Wanita dengan gaun hitam bermotif etnik itu benar-benar mencuri perhatian. Senyumnya yang manis menyembunyikan niat licik yang terasa sampai ke layar. Interaksinya dengan wanita lain yang memakai mantel cokelat menunjukkan aliansi yang rapuh. Dia Tak Seperti yang Terlihat berhasil membangun ketegangan hanya lewat tatapan mata para pemainnya.

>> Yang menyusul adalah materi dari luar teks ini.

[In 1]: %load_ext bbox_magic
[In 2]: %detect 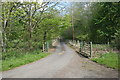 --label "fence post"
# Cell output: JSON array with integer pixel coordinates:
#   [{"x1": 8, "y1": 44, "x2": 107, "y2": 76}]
[
  {"x1": 43, "y1": 44, "x2": 45, "y2": 52},
  {"x1": 80, "y1": 42, "x2": 82, "y2": 52},
  {"x1": 90, "y1": 42, "x2": 92, "y2": 57},
  {"x1": 47, "y1": 42, "x2": 49, "y2": 51}
]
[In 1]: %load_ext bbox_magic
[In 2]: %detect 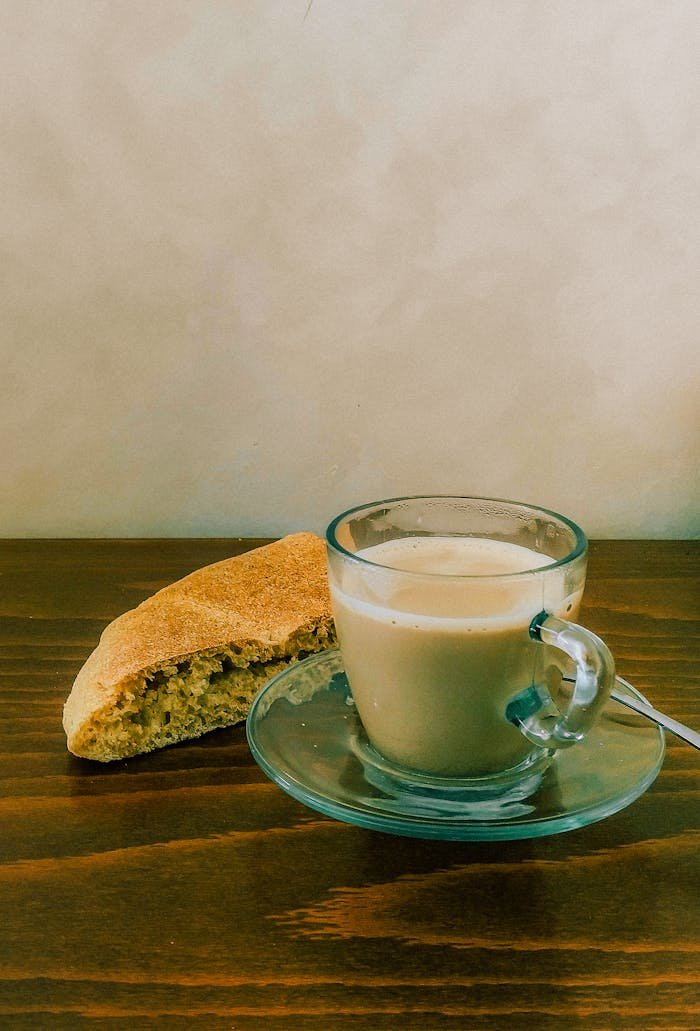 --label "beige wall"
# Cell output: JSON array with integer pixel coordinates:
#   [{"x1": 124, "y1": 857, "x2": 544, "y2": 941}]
[{"x1": 0, "y1": 0, "x2": 700, "y2": 537}]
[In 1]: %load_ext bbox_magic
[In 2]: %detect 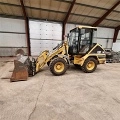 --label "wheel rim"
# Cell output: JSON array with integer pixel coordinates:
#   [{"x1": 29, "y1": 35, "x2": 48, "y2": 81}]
[
  {"x1": 54, "y1": 62, "x2": 64, "y2": 72},
  {"x1": 86, "y1": 61, "x2": 95, "y2": 70}
]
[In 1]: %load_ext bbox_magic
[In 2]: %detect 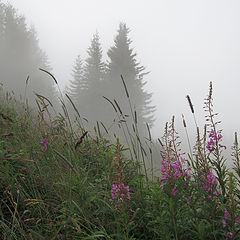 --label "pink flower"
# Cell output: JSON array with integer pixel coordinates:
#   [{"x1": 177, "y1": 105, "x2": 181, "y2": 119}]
[
  {"x1": 227, "y1": 232, "x2": 233, "y2": 238},
  {"x1": 235, "y1": 217, "x2": 240, "y2": 223},
  {"x1": 224, "y1": 209, "x2": 229, "y2": 220},
  {"x1": 40, "y1": 138, "x2": 48, "y2": 152},
  {"x1": 222, "y1": 219, "x2": 227, "y2": 228},
  {"x1": 171, "y1": 188, "x2": 178, "y2": 197}
]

Karakter pria dengan syal putih tebal terlihat sangat bingung di tengah kerumunan wanita yang penuh intrik. Ekspresi wajahnya yang polos menjadi penyeimbang di tengah drama yang semakin panas. Kehadirannya dalam Dia Tak Seperti yang Terlihat seolah menjadi representasi penonton yang ikut terbawa arus konflik tanpa tahu harus berpihak pada siapa.
Perhatikan bagaimana wanita bergaun hitam memegang tas berkilau itu dengan erat, seolah itu adalah satu-satunya hal yang ia percaya di tengah kekacauan. Detail aksesori seperti kalung dan anting-anting hijau menambah kesan misterius. Dalam Dia Tak Seperti yang Terlihat, setiap properti kecil punya peran penting dalam menceritakan latar belakang karakter.
Latar belakang merah dengan ornamen tradisional Tiongkok menciptakan suasana perayaan, namun ekspresi para karakter justru penuh kecurigaan. Kontras antara suasana pesta dan emosi karakter ini sangat brilian. Dia Tak Seperti yang Terlihat mengajarkan kita bahwa di balik kemeriahan, sering kali ada konflik yang siap meledak kapan saja.